Résultat : « Ils luttent pour conserver leur indépendance économique. » « Je ne peux pas dire que c’est facile, nous confie Andy. Nous recevons les allocations
familiales et le crédit d’impôt, le cinquième seulement du revenu mensuel. Mais je n’ai pas de dette et aucune carte de crédit. Nous avons fait une croix sur nos vacances. J’ai également
arrêté de payer mes cotisations retraite. » Sa seule planche de salut, désormais, faire le taxi.
Les droits liés au travail sont essentiels pour surmonter la pauvreté
À l’opposé de East End, au nordouest de Londres, dans le quartier de College Park où se mélangent
ouvriers et classes moyennes, et de multiples communautés, Daniel Blaszkiewicz attend patiemment sur son canapé que son employeur, un sous-traitant pour le métro de Londres, daigne lui
confirmer par téléphone le renouvellement de son contrat pour le week-end du 1er Mai. Daniel est ingénieur en sécurité dans le métro, originaire de Gdansk. « Pour rien au monde »

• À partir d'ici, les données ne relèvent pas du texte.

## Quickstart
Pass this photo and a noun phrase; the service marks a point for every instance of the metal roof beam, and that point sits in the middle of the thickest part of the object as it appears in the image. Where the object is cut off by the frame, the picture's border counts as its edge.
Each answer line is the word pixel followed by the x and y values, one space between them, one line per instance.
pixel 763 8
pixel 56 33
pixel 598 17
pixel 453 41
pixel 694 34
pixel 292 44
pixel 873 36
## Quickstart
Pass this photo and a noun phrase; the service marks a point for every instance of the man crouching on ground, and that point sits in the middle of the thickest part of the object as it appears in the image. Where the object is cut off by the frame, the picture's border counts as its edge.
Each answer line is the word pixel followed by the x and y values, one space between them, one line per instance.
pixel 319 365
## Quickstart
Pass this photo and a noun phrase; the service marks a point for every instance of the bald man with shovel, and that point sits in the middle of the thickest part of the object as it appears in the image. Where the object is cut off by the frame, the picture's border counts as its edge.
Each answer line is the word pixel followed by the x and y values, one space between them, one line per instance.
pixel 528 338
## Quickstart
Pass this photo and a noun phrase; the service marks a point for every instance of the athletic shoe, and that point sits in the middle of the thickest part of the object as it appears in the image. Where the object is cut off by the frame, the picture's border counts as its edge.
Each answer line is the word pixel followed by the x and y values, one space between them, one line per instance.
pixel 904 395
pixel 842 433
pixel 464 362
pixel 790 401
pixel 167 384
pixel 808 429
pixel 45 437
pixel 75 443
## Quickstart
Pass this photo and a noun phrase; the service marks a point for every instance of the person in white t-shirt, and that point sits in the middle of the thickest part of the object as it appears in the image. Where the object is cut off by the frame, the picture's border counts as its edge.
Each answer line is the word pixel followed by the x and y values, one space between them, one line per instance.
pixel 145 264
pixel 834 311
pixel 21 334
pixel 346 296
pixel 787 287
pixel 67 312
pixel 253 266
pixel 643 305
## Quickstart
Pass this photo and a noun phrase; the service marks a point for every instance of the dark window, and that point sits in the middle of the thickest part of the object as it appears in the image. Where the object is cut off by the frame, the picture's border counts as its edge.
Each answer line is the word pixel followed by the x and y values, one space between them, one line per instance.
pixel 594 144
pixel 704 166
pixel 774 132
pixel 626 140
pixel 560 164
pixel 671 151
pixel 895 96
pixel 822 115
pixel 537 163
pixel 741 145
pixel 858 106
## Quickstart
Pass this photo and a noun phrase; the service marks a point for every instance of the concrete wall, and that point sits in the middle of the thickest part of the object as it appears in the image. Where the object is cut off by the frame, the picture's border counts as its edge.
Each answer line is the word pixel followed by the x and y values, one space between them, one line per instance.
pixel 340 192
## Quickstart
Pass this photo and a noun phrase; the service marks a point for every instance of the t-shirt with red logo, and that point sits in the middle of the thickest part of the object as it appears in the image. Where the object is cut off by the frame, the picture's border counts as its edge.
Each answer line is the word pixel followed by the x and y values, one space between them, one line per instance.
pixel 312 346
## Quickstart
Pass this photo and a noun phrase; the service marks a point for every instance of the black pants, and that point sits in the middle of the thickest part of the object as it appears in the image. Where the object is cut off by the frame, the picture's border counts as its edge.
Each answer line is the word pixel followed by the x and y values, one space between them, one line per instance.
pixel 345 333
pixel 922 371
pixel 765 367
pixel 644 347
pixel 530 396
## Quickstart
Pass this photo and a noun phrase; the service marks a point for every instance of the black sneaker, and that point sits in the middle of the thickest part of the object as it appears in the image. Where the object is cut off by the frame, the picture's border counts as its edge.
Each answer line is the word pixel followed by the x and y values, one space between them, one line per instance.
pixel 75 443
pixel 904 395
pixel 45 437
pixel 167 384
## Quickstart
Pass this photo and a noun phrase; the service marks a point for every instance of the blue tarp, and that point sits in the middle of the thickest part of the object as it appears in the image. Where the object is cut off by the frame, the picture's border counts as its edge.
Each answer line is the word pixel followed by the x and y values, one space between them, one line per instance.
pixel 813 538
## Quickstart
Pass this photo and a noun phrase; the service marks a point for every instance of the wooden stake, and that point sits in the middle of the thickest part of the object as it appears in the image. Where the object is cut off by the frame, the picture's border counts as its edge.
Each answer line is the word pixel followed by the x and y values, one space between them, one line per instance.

il ne souhaite repartir, le travail le week-end, 200 livres par jour, lui rapporte autant qu’une semaine pleine, en tout cas beaucoup plus qu’en Pologne. « De temps à autre je passe un
autre contrat avec une société d’affichage en tant que colleur pour arrondir les fins de mois et payer la maison. » Anna, sa femme, est lady cleaner, femme de ménage à
domicile.
L’affaire a failli se gâter pour Daniel et ses 200 collègues quand sa compagnie privée, intervenant pour
le compte du tub, a décidé de réduire de 11 % le salaire contractuel et de supprimer des emplois. Si les négociations ne sont toujours pas achevées, la majorité des salariés a signifié
tout net son refus de telles propositions et dans un même élan, la majorité d’entre eux a adhéré au syndicat RMT. « Pour se défendre », ajoute Daniel, amusé. Il voit poindre
cependant avec anxiété l’après-élection, l’austérité, et un mauvais coup de sa compagnie pour mener à terme ses projets contre eux. Tout au long des treize années de pouvoir travailliste
les politiques sociales et d’emploi ont consisté à rendre les Britanniques, salariés ou chômeurs, personnellement responsables de leur sort, la compétitivité à outrance rognant toujours
plus sur les garanties sociales. Dans ce contexte les trades union, en association avec une multitude d’associations, d’ONG et organisations confessionnelles, ont posé publiquement la
question sociale en termes de citoyenneté et de dignité, en lançant une grande campagne « Fair Jobs », des emplois justes. Selon l’une des animatrices de cette coalition, Frances
O’Grady des TUC, « les droits liés au travail sont essentiels pour surmonter la pauvreté ». La proposition est la définition d’un statut de l’emploi pour assurer les protections
sociales fondamentales. Car les Daniel, Sandy et des millions d’autres ont trop la hantise du lendemain.